西琶.古塔:打破不可視的疆界 (Shilpa Gupta)

版權所有©國立台灣美術館數位藝術平台,  2013 年4月出版,  作者:  郭冠英 (Gwen Kuan-ying Kuo)

西琶‧古塔,「我不斷落向你」,上千個麥克風與多聲道,2010年,3分12秒回播,149x51x79英吋. Picture© Shilpa Gupta.

當印度和中國經濟快速成長帶動了亞洲在全球的影響力,亞洲當代藝術也受國際矚目,西琶‧古塔(Shilpa Gupta)是其中一位重要的印度女藝術家。
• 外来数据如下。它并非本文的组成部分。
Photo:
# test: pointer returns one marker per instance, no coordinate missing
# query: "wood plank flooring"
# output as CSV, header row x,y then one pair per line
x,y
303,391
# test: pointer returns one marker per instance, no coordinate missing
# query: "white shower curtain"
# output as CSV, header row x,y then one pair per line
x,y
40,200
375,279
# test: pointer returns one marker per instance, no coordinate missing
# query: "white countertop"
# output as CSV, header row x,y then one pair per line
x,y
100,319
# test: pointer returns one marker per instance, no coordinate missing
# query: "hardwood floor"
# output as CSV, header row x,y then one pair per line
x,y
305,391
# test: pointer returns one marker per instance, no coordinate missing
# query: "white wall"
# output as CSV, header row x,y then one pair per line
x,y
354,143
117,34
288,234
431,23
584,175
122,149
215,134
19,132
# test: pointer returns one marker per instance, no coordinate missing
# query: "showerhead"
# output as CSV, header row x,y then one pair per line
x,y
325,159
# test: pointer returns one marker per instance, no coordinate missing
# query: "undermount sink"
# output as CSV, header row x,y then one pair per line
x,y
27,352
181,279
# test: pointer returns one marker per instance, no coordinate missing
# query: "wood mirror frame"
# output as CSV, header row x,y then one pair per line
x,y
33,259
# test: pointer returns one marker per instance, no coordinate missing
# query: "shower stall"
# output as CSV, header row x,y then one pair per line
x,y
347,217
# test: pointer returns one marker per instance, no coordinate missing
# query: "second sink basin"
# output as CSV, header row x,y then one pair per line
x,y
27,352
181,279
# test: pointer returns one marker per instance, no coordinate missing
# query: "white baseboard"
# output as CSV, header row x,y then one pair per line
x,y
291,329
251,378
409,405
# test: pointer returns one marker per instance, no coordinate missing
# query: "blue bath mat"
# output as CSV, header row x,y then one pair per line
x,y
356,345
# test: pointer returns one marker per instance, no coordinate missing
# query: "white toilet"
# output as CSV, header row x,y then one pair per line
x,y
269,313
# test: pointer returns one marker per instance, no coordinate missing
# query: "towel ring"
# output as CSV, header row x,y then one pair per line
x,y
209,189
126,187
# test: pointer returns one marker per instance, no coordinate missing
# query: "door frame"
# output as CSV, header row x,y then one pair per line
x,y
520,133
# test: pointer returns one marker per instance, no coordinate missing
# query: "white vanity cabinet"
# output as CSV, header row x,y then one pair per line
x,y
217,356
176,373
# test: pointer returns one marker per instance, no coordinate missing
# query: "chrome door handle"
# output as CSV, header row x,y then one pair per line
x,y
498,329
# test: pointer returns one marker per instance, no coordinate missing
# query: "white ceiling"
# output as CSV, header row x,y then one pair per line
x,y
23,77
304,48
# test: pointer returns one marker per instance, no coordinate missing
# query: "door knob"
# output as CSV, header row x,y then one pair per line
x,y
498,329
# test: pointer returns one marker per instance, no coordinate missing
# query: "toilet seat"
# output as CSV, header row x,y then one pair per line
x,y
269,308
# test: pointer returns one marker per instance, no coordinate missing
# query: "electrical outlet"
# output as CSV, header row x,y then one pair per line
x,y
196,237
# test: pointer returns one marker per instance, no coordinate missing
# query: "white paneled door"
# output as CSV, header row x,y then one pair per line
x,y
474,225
她居住於印度孟買,活躍於國際大展如ZKM、歐奎‧恩威佐策畫的光州雙年展、侯瀚如策展的里昂雙年展…等。她運用聲音裝置、數位、科技等媒材,不只探討印度、女性自身,她更是從日常觀點來探究一般人在生活中受到快速全球化的影響,她的敘事方式是深刻而普世共感的。

聲音與人聲在西琶‧古塔的作品占有核心地位。以最近(2012年3月展到今年1月)她在ZKM的「聲音藝術」(Sound Art: Sound as a Medium of Art)展的裝置「我不斷落向你」(I keep falling at you),是她將無數個麥克風由天花板上垂掛下來,既像葡萄又像蜂巢一樣,科技的素材在她女性的探索中擬像成自然的形狀,就像另一件作品 (Singing Cloud) 眾多麥克風擺得像一團雲朵。Gupta 的聲音作品用聽覺更勝,「我不斷落向你」的聲音藝術內涵不輸其視覺意象。從眾多麥克風傳出的聲音重覆誦念:「我不斷落向你。但是我不斷落向你…」「你的花園在我身上長出,我將一併帶走。」這些語詞暗示著殖民宰制的隱喻,而由多聲道麥克風播送,給觀眾帶來不舒服感,卻也直接衝擊我們幾乎無法避免的全球化對日常生活的脅迫。 


西琶‧古塔,「會說話的牆面」,動態感應器、磚塊、LCD螢幕、耳機,2010年. Picture© Shilpa Gupta.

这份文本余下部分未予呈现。